“Counting YouTube Videos via Random Prefix Sampling”, Jia Zhou, Yanhua Li, Vijay Kumar Adhikari, Zhi-Li Zhang2011-11-02 (, )⁠:

Leveraging the characteristics of YouTube video id space and exploiting a unique property of YouTube search API, in this paper we develop a random prefix sampling method to estimate the total number of videos hosted by YouTube. Through theoretical modeling and analysis, we demonstrate that the estimator based on this method is unbiased, and provide bounds on its variance and confidence interval. These bounds enable us to judiciously select sample sizes to control estimation errors.

We evaluate our sampling method and validate the sampling results using two distinct collections of YouTube video id’s (namely, treating each collection as if it were the “true” collection of YouTube videos).

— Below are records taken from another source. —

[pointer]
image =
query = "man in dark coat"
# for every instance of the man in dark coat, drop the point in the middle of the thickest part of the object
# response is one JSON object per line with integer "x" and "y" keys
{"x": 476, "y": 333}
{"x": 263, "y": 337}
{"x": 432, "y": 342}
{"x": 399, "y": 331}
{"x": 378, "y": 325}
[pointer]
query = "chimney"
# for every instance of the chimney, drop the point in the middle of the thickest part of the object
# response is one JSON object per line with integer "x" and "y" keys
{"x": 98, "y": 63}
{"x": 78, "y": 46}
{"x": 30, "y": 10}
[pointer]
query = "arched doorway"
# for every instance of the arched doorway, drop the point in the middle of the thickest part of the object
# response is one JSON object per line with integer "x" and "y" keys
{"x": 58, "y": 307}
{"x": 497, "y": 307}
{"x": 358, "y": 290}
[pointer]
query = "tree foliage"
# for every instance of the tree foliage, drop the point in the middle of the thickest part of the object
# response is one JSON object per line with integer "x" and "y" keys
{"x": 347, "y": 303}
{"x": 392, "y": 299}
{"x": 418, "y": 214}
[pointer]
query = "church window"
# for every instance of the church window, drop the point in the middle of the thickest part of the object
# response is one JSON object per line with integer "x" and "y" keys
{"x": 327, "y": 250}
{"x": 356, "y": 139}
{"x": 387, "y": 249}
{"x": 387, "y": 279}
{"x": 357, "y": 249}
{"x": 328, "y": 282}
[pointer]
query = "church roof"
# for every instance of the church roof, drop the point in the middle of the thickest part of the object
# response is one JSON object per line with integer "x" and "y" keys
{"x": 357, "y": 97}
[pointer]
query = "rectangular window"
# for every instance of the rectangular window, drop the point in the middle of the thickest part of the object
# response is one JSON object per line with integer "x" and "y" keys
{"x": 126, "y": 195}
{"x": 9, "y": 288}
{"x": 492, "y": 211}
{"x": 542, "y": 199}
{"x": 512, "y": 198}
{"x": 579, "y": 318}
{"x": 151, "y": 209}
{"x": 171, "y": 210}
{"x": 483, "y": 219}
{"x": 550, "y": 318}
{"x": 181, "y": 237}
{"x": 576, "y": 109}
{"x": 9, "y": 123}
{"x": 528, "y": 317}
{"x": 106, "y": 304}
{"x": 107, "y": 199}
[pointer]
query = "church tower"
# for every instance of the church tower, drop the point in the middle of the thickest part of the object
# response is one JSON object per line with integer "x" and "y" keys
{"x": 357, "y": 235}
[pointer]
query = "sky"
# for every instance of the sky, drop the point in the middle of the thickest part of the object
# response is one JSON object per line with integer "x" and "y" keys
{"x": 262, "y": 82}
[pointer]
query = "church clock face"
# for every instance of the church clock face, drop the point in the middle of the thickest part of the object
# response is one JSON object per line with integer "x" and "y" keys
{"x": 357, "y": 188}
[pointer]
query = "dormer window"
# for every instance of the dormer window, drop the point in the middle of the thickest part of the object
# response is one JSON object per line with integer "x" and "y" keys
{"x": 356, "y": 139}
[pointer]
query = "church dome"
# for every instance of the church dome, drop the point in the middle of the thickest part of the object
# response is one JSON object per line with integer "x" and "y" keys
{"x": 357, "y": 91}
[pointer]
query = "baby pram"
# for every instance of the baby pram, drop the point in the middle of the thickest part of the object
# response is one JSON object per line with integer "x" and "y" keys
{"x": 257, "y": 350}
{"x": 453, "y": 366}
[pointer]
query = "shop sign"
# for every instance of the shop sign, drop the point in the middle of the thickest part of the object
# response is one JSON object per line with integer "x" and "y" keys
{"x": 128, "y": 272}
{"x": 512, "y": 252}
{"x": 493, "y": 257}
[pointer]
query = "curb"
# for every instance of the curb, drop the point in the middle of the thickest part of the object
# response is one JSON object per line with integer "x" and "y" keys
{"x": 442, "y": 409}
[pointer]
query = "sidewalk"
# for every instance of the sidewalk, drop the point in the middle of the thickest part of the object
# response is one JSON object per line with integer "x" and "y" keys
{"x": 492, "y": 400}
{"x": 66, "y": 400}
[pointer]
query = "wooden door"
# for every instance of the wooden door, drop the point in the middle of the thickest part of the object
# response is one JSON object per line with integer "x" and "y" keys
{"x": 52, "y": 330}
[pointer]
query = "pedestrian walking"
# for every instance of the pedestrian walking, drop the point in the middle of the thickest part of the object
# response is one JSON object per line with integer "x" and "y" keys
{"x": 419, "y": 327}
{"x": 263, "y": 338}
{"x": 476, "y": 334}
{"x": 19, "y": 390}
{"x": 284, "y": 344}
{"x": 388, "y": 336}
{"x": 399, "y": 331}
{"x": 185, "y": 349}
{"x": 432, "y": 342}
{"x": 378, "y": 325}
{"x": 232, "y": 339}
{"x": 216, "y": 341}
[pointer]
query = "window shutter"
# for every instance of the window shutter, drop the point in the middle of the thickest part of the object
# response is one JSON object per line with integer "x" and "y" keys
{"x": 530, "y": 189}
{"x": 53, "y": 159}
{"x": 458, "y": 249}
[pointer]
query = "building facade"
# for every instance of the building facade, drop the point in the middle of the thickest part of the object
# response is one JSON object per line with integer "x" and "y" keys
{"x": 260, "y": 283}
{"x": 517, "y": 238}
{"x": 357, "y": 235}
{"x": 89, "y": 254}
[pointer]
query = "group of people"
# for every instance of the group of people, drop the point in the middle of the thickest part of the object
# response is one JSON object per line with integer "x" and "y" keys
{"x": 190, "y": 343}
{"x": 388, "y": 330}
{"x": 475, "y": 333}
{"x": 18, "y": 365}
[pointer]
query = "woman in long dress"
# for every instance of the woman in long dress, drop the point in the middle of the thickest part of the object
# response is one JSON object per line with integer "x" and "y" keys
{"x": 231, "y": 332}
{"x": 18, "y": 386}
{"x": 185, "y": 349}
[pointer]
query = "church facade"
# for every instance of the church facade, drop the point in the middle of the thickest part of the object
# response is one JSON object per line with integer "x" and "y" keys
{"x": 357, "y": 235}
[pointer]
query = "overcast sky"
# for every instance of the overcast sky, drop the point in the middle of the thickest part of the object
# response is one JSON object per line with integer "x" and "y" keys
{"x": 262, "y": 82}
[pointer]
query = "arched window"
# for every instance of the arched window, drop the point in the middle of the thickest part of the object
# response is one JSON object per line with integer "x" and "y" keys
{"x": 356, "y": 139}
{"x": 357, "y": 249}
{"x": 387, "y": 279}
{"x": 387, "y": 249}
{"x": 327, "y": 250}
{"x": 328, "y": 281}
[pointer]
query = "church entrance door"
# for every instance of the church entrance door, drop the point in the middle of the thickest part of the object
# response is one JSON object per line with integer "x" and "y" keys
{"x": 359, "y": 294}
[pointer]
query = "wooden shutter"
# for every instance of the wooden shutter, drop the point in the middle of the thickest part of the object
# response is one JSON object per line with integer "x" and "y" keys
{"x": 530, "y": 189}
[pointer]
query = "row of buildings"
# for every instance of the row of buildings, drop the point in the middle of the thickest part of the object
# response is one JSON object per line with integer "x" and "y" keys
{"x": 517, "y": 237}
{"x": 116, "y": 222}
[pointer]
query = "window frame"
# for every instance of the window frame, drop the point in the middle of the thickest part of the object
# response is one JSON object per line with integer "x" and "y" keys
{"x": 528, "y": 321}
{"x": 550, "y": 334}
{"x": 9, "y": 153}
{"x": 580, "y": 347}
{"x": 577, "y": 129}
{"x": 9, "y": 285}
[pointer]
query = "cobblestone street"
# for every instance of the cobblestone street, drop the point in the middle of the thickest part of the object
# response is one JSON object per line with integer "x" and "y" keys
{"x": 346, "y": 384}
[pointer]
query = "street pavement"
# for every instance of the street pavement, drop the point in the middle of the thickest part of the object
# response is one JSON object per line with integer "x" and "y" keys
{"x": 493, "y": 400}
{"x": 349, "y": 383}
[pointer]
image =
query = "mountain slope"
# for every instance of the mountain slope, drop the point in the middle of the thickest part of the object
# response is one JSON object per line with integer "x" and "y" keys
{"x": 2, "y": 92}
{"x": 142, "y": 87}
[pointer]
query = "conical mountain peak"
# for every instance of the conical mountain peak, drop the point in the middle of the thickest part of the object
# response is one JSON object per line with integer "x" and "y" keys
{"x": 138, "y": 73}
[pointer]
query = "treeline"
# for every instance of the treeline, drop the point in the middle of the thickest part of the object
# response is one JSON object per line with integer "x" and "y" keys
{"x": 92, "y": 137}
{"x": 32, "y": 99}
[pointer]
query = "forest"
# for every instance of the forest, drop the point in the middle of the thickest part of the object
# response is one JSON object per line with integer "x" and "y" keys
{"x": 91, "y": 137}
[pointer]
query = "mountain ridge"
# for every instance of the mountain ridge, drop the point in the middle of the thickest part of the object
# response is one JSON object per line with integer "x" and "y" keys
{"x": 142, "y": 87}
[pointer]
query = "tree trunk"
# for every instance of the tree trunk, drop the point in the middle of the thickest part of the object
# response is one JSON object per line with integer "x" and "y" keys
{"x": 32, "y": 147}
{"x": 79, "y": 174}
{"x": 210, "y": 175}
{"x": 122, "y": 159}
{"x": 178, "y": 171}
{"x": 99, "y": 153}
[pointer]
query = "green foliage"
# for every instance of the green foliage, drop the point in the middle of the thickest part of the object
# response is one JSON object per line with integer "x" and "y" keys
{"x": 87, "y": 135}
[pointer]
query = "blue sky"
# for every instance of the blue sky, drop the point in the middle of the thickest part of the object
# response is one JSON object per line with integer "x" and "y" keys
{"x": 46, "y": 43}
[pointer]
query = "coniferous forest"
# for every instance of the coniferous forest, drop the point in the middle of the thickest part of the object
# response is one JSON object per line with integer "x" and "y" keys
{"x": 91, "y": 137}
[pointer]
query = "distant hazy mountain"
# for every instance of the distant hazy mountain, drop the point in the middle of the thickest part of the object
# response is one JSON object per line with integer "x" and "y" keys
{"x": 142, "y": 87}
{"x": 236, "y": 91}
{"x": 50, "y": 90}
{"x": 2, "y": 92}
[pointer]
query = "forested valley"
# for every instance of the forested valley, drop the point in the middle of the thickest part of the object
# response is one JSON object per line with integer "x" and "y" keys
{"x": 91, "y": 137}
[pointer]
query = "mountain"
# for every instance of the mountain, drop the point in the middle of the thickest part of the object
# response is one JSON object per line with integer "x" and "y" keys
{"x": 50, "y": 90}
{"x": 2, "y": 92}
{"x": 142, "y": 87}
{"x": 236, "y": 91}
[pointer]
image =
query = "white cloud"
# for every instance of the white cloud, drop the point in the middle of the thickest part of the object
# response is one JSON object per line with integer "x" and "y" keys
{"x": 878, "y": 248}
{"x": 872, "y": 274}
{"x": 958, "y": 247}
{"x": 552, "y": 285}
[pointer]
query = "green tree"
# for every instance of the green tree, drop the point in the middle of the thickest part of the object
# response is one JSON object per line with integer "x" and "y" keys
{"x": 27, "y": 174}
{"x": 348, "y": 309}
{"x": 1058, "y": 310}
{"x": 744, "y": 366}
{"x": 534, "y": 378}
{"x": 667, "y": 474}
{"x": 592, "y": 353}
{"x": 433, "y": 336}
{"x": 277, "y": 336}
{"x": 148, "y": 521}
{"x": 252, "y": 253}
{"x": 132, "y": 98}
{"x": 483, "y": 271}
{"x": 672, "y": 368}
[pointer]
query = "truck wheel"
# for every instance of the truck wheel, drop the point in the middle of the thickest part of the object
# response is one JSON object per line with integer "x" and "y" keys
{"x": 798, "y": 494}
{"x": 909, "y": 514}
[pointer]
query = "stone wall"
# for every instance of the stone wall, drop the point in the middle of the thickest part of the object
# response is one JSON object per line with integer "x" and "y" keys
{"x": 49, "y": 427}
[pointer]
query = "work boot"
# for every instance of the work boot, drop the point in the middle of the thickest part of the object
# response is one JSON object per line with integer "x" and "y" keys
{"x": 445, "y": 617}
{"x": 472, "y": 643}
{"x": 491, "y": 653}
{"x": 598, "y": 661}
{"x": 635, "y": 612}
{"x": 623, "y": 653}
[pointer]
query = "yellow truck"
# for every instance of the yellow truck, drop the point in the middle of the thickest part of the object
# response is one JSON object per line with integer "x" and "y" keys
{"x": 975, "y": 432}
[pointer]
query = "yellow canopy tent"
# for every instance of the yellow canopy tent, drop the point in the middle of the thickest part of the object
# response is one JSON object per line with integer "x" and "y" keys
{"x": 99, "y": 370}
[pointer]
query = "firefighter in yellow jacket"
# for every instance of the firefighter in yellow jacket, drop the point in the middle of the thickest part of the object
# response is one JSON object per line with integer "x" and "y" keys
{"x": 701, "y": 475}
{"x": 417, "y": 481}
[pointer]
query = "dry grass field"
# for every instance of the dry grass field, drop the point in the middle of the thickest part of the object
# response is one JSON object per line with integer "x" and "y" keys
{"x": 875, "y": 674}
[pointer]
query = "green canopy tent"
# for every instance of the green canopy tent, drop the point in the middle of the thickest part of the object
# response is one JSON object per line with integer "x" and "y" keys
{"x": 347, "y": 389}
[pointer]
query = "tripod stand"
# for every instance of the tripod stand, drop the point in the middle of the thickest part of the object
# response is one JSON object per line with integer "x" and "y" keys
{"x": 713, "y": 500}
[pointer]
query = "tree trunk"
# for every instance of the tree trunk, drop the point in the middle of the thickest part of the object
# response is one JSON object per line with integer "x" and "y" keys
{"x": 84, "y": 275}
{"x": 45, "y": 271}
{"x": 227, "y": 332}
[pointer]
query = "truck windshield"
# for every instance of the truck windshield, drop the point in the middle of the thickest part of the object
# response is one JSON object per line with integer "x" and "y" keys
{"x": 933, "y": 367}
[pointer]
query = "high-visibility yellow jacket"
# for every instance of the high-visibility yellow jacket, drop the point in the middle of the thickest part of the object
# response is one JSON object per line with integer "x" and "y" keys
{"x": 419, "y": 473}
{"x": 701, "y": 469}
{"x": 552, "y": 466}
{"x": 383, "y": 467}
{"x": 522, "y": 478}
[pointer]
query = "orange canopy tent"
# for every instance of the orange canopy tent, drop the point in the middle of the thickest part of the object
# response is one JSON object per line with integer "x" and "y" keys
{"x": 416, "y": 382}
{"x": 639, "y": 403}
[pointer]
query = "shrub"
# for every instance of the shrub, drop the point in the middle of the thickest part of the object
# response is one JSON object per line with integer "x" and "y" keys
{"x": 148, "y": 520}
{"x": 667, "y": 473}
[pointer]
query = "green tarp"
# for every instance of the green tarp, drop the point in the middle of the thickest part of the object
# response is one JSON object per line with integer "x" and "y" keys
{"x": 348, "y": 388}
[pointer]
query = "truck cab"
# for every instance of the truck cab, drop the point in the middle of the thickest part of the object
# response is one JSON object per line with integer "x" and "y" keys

We then apply our sampling method to the live YouTube system, and estimate that there are a total of roughly 500 millions YouTube videos by May 2011.

Finally, using an unbiased collection of YouTube videos sampled by our method, we show that YouTube video view count statistics collected by prior methods (eg.through crawling of related video links) are highly skewed, substantially under-estimating the number of videos with very small view counts (<1,000); we also shed lights on the bounds for the total storage YouTube must have and the network capacity needed to delivery YouTube videos.